Creative Response #1

According to the Electronic Literature Collection’s description of Robert Kendall’s kinetic poem “Faith”: “While the word ‘faith’ resists the word ‘logic’ at the beginning of Kendall’s poem, Faith has its own textual logic by which it progresses, words and letters rearranging to lead on to the next state.  This short multimedia piece mingles textual animation and sound effects such that a structure of words sounds as it forms or collapses.”  To add to this: Kendall seems to be using a sequential form to his poem to demonstrate the structure or progression of participating in the act of faith.  Thus, faith—which is supposes to reject reason and form—demonstrates a type of logic and configuration of its own.

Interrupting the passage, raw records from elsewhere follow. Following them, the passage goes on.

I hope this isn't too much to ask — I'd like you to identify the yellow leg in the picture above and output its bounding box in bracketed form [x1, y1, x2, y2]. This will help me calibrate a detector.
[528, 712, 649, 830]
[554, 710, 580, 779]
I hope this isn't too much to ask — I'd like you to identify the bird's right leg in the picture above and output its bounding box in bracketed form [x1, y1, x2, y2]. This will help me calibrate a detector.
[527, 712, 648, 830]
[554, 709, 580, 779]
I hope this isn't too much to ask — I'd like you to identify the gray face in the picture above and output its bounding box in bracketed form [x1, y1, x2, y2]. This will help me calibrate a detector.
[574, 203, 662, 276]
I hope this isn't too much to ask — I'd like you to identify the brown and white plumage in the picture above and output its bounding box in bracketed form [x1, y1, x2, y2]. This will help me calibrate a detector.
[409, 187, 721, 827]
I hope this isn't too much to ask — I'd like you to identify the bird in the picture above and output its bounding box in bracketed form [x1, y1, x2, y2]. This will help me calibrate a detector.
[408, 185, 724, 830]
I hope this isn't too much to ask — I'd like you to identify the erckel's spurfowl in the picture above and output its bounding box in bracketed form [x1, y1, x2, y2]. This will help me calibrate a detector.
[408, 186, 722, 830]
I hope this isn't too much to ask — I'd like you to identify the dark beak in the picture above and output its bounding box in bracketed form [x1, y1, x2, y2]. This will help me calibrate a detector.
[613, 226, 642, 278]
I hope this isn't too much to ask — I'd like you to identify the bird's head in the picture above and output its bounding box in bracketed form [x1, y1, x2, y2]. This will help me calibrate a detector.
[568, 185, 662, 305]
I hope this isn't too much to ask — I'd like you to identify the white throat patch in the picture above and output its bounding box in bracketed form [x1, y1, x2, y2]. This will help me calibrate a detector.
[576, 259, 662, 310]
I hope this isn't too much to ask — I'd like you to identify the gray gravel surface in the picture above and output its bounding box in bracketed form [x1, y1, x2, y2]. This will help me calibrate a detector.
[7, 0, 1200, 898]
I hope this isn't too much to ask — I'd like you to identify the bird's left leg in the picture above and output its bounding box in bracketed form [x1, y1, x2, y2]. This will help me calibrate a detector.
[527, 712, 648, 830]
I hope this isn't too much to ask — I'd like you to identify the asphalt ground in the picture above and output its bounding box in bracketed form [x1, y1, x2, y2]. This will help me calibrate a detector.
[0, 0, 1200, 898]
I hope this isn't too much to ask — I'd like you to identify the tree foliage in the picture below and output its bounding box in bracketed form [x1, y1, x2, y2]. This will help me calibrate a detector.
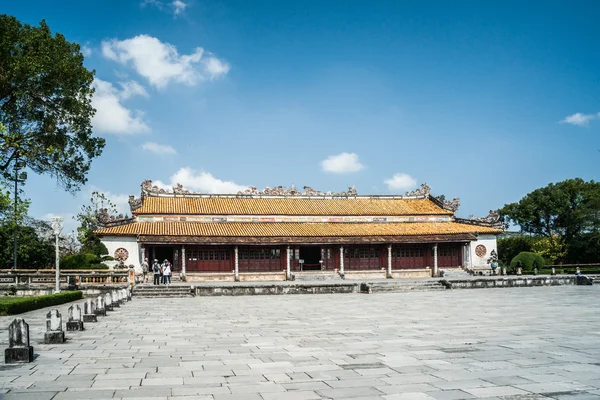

Specifically, the author describes (presumably) his journey of faith through five movements in action: first he avoids logic entirely as the words fall from the sky and collide with the word “faith.”  This causes “logic” to vanish—almost entirely—from the screen.  Second, he acknowledges this avoidance of “logic” but tries to justify the need to do so: “Can’t the mind press around the bend to consummate this vision of the deep ‘or’?”  The words next to the forward button reveal doubt: “Maybe,” he answers himself.  “But…”  The next movement demonstrates the questioning of logic through the playful movement of the words: “winking neon” blinks; “theory” spins; and “button” sinks and rises; while in the fourth movement, he tests the use of logic only to conclude that his actions are not logical: “I step to the idea edge elegantly and oh so ultimately…upon the logic lip…I just can’t make the usual sense anymore…”  Lastly, the fifth movement displays an acceptance of faith: All the words of reason which demonstrated this progression of understanding crumble to the bottom of the page.  The word “faith” which stood solidly, fixed at the top now drifts down to crush the fallen ideas below.  The movement of these words represent the lofty, untouchable “faith” that has outstood all other things, is now an accessible idea—as it has dropped to the level of understanding or reason.